Still finding out what the mozzarella bread will do.  Today's version has a variety of seeds and nuts and raisins in to give a warm sweet flavour.  The addition of an egg didn't change the texture much, but with the egg, nuts, lentils and cheese this is a high protein bread.  I made loaves using my Lazy Bread method (one rise in the tin and turn the oven on without taking the loaves out) and some rolls shaped with a bit of extra flour and left to rise again.

This bread is delicious.  It slices easily, holds its shape, has an even texture, and a flavour good with cheese or honey...if you want a sweet tea bread add more sugar and raisins, some spice...whatever you would have put in a wheat bread.  TT says it tastes like artisan bread but not as tough in the crust as Greek bread, but the size of the hole, the texture and the way it tears it behaves like artisan bread.  It  provides a good base for other flavours to shine.


400g flour
250 mozzarella cheese, grated
mixed nuts and seeds - ground or chopped
20g buckwheat
10g brown linseed
10g sesame
10g poppy
20g pecan nuts
40g raisins
1 tsp yeast
2 tsp sugar
1 egg
water added to egg to make up to 500ml (this makes a very sloppy dough, use less water if just making rolls)

Chop or grind seeds and nuts to texture you want.

Mix dry ingredients together including mozzarella.  Mix egg and water.  Mix dry and wet ingredients.

For loaves scoop into greased baking tins - fill to two thirds of the tin.  Leave to rise in the oven with a dish of steaming water on the base.  When the dough reaches the top of the tins turn on oven to 180C and cook for 30minutes.  I have a fan oven, which heats up very fast.  I have no idea if this will work with the slow increase in temperature of a non-fan oven.  If you don't have a fan, just move the dough into the preheated oven very carefully or don't let it rise right to the top of the tin!

Lower temperature to 150C and cook for another ten - twenty minutes.  The timings are approximate as they depend on the size of the tin you are using.  As a rule of thumb I find the bread takes about as long as a wheat loaf at the higher temperature, then about half the time again at the lower temperature.  The mix takes a lot longer to dry out than a wheat loaf would.

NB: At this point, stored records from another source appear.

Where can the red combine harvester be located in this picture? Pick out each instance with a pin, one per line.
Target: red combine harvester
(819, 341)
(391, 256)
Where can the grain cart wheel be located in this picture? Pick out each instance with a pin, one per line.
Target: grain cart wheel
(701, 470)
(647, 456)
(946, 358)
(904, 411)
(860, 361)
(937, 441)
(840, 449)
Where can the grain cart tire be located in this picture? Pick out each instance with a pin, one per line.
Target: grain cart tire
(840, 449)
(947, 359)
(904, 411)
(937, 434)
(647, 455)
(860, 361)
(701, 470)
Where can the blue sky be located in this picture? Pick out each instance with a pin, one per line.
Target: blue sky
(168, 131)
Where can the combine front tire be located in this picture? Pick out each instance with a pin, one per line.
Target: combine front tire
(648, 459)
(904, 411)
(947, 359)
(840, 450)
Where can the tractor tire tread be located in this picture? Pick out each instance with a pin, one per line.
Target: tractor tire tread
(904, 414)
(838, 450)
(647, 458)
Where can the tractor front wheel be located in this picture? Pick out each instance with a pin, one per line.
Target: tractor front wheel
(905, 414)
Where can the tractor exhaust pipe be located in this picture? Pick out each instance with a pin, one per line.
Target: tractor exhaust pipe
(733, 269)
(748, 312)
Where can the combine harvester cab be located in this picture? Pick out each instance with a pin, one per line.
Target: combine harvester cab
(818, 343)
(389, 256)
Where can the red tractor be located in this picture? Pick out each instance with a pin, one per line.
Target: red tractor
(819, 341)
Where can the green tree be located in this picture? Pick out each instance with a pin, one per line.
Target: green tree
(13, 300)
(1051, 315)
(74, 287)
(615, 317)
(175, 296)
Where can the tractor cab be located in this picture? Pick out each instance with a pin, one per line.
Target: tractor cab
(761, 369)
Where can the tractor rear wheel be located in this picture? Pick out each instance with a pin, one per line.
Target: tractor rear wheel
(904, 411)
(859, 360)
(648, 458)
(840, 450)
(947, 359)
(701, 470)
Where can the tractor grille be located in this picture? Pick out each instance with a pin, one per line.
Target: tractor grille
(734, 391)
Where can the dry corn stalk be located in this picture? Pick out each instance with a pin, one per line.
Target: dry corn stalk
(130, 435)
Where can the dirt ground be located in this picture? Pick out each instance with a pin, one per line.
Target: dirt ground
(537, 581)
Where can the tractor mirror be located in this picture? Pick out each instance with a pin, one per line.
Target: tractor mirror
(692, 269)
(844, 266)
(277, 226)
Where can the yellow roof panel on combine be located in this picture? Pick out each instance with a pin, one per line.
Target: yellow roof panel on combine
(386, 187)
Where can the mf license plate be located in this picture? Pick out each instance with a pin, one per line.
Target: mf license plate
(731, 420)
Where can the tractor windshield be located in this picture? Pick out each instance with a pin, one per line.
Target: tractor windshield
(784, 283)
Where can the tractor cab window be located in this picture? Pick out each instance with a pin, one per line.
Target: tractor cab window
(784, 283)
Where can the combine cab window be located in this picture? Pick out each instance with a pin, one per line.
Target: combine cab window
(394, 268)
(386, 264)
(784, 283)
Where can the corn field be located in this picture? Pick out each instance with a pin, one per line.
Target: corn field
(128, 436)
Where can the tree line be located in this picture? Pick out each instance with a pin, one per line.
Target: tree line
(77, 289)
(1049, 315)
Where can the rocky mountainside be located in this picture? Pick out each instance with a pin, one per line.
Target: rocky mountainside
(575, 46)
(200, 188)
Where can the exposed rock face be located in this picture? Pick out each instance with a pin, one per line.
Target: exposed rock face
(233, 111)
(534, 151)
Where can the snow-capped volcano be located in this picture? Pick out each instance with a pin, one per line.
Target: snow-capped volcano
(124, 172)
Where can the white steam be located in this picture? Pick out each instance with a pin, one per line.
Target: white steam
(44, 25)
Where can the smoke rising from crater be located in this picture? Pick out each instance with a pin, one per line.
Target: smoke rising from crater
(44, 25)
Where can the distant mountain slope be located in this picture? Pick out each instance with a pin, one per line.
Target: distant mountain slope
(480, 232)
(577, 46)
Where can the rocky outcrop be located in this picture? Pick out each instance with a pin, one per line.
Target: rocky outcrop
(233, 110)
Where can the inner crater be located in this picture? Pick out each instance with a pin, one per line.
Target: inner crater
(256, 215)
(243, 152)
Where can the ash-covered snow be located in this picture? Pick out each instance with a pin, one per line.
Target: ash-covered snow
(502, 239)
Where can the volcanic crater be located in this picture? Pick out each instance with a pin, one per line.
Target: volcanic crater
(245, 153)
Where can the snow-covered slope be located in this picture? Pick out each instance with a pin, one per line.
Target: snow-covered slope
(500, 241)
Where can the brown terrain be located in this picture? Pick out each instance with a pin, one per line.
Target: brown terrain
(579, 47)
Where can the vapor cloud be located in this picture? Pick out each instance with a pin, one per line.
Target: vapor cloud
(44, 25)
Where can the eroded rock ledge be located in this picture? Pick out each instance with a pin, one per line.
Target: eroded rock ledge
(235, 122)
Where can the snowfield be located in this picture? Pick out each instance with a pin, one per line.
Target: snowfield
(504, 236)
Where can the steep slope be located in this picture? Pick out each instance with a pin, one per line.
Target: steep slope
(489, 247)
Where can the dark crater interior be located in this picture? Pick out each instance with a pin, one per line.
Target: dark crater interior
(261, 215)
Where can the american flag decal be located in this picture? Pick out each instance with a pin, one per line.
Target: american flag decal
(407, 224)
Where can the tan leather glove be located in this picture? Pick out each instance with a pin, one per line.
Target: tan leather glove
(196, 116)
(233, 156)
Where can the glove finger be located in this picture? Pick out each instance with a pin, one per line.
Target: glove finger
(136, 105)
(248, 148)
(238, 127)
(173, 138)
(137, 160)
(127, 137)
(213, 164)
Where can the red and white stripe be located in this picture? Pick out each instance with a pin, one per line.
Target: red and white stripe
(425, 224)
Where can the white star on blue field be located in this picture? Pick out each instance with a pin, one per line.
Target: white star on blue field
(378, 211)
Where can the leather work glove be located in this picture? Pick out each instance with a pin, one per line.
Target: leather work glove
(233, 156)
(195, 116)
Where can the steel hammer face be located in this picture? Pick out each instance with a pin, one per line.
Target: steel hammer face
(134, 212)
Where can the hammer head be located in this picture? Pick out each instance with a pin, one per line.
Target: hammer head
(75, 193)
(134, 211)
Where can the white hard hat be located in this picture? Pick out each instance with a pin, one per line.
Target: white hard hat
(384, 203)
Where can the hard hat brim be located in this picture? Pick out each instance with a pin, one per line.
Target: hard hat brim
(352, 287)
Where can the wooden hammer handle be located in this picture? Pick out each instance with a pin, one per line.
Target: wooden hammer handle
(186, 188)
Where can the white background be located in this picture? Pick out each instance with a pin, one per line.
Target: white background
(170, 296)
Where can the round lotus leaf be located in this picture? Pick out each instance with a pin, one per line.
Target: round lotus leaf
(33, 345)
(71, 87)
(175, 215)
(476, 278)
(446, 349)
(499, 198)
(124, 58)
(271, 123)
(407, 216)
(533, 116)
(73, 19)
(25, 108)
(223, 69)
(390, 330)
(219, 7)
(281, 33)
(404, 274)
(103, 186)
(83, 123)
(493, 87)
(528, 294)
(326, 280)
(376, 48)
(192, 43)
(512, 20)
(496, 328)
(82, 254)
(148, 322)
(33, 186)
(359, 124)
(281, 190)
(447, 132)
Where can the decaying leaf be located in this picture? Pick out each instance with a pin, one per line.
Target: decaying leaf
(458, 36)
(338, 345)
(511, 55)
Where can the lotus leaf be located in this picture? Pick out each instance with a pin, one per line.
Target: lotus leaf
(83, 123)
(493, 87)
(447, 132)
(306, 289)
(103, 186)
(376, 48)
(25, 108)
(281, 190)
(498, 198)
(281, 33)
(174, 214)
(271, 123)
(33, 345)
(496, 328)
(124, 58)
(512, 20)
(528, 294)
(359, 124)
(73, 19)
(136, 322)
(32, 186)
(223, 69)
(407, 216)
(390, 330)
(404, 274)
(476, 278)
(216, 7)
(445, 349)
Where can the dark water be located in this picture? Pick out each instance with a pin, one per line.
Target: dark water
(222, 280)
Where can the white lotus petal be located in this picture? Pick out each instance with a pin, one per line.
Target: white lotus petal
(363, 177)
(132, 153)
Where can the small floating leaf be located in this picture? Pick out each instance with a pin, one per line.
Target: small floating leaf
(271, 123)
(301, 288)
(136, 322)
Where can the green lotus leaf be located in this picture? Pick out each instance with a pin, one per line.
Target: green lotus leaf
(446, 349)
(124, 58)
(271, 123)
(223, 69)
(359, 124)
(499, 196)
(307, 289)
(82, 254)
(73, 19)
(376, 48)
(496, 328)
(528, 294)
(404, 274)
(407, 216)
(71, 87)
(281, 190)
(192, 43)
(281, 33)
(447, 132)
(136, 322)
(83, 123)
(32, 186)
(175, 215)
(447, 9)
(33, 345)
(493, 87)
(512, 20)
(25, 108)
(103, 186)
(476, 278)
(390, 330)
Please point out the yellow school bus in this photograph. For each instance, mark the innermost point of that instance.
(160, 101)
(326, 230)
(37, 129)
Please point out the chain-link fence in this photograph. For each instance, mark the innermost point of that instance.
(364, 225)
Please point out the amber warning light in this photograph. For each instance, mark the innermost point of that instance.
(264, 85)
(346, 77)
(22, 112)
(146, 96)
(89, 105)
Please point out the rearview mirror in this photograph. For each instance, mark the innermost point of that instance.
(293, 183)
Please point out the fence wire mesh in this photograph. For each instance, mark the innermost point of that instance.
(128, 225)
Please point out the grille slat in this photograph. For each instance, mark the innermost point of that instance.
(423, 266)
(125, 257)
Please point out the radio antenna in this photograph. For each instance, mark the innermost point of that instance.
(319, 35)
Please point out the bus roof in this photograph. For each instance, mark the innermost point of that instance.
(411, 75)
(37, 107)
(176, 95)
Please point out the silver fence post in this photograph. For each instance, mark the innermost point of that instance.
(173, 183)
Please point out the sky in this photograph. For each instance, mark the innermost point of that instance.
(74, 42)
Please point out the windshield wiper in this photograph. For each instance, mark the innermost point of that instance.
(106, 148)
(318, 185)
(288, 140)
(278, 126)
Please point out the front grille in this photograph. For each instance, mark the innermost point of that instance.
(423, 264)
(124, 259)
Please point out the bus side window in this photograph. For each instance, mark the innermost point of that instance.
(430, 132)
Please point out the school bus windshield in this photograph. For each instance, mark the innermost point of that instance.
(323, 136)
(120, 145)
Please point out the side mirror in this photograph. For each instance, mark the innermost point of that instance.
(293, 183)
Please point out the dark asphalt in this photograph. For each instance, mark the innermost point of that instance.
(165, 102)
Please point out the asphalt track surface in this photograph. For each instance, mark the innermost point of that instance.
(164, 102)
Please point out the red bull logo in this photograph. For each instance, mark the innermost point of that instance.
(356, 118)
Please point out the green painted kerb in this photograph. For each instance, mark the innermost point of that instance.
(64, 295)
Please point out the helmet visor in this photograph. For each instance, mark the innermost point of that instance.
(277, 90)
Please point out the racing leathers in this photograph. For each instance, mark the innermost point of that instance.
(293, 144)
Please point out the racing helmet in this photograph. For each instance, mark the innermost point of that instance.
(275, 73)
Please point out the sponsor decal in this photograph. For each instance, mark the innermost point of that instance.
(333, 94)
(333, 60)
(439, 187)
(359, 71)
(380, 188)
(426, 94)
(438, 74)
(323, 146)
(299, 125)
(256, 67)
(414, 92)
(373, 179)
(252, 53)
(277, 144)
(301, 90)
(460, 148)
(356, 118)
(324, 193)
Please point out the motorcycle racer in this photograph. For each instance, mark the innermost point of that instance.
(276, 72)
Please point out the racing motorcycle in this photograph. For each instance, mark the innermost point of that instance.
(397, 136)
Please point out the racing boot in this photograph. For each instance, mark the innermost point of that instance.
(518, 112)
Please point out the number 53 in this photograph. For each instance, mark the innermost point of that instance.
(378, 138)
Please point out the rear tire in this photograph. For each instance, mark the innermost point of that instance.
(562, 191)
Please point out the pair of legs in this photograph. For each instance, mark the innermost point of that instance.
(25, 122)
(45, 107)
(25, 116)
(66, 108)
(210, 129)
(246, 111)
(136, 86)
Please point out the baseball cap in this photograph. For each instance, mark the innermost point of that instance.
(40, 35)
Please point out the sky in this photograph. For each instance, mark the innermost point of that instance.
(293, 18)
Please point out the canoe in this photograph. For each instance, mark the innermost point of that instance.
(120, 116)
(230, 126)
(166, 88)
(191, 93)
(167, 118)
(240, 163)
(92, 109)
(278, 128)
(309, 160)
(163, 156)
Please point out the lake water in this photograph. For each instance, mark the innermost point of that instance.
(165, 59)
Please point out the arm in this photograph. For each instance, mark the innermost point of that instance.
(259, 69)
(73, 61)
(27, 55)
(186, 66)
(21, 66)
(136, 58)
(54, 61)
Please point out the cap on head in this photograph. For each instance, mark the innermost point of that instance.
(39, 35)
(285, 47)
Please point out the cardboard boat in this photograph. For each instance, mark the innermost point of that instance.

If in doubt, cook it a bit longer!  Leave it to cool in the tin for a while and handle gently when tipping out.

For rolls, leave until the dough starts rising.  Flour your hands and the baking tray, shape lightly using plenty of flour to avoid sticking.  Leave to rise again then bake in a hot oven. My rolls are a bit bigger than a normal hot-dog roll; I cooked them for 20 minutes at 180 and 10 minutes at 150C.

Eat fresh, or slice and store in the freezer until wanted.